Tras el éxito de Hiroshima mon amour, Riva vivió el mejor momento de su trayectoria. Protagonizó Kapò (1960), de Gillo Pontecorvo, también en torno al Holocausto, que despertó una gran polémica por la “inmoralidad” de su puesta en escena y la “abyección” de uno de sus travellings, en palabras del cineasta Jacques Rivette, entonces crítico de los Cahiers du cinéma. Después, Riva rodó León Morin, sacerdote (1961), junto a Jean-Paul Belmondo; Relato íntimo (1962), de Georges Franju, donde interpretó a la Thérèse Desqueyroux de la novela de François Mauriac; y Thomas l’imposteur (1965), de nuevo con Franju y con la guerra como telón de fondo.
Riva fue algo parecido a una antiestrella. En su punto álgido de popularidad, se negó a plegarse a las exigencias del star system francés y a convertirse al cine comercial. Más tarde reconoció haber rechazado muchos papeles, lo que terminó lamentando. “No diría que he rechazado tantos papeles como los que he aceptado, pero tampoco me quedo lejos”, explicó en 2012. “Estaba un poco ida. Mi agente se tiraba de los pelos. Era demasiado intransigente. No es que me lo tuviera creído, sino que tenía ciertas tonterías en el cerebro. Si me proponían algo poco elevado, prefería esperar. No por menosprecio, sino por una sed por lo absoluto, lo que puede ser un gran defecto”. Prefirió escoger proyectos arriesgados que, a largo plazo, terminaron provocando cierta erosión en su carrera. Por ejemplo, rodó Iré como un caballo loco (1973), de Fernando Arrabal; Los ojos, la boca (1982), de Marco Bellocchio; o Liberté, la nuit (1983), de Philippe Garrel. Más tarde, Krzysztof Kieslowski le ofreció el papel de la madre enferma de Juliette Binoche en Azul (1993), que anticipaba el que después le propuso Haneke. En paralelo, también tuvo una destacada trayectoria teatral, llevando a escena obras de Eurípides, Molière y Shakespeare, además de Pirandello, Pinter y hasta Sanchis Sinisterra (El cerco de Leningrado, que interpretó en la Colline de París en 1997).

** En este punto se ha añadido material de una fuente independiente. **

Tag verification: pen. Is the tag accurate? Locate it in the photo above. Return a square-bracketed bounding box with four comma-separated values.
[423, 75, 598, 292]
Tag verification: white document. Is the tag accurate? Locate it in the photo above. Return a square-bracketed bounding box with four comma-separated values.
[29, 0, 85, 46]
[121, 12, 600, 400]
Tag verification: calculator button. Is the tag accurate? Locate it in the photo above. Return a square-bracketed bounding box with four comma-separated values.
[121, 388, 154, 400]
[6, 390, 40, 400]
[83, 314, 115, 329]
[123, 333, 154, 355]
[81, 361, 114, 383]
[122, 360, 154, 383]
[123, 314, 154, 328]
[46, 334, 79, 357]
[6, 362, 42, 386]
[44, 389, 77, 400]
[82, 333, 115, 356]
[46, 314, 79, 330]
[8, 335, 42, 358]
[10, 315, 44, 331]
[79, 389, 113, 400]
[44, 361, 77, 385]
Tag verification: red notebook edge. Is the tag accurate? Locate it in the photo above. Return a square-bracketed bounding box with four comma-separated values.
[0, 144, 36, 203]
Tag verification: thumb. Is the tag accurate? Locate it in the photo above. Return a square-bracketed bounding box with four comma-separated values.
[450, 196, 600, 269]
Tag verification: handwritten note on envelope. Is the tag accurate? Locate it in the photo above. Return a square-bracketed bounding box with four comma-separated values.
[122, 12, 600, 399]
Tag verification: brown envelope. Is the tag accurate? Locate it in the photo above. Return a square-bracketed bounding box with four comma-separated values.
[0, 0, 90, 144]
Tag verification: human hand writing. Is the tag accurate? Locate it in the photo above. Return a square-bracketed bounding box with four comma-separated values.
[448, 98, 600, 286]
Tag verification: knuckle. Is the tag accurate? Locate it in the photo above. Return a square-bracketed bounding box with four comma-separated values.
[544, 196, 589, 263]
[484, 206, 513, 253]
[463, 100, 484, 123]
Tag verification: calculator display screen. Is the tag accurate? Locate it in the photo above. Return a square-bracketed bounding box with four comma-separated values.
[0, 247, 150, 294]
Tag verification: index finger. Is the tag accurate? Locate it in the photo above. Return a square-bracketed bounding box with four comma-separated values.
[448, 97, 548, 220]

Cuando le preguntaban por la tonalidad indefinida de sus ojos, respondía que eran “de color verde lentejuela”. Pero añadía que esas lentejuelas “se habían caído con la edad”. En enero de 2013, cuando el cine francés le concedió su primer César a la mejor actriz, el público del Châtelet parisino se puso en pie para dedicarle una larga ovación. Fue el último homenaje al rigor y la dignidad que desprendía su presencia en la gran pantalla. “Cuando recibo un premio, me cuesta concebirlo sin el resto del equipo. Me resulta difícil estar aquí sola”, empezó diciendo. “Hacemos un oficio que consiste en compartir. Es una eterna invitación a la vida. Por lo menos, así es como lo he vivido yo”. En un reciente documental emitido en la televisión francesa, Riva revisó su vida desde la casa campestre donde creció, donde se había retirado desde hace años, lejos del mundanal ruido de la industria. Hacia el final, Riva dejaba caer en él una frase enigmática y conmovedora, dos adjetivos que le venían como anillo al dedo: “La muerte siempre es joven, porque es ingenua. Tanto como el nacimiento”.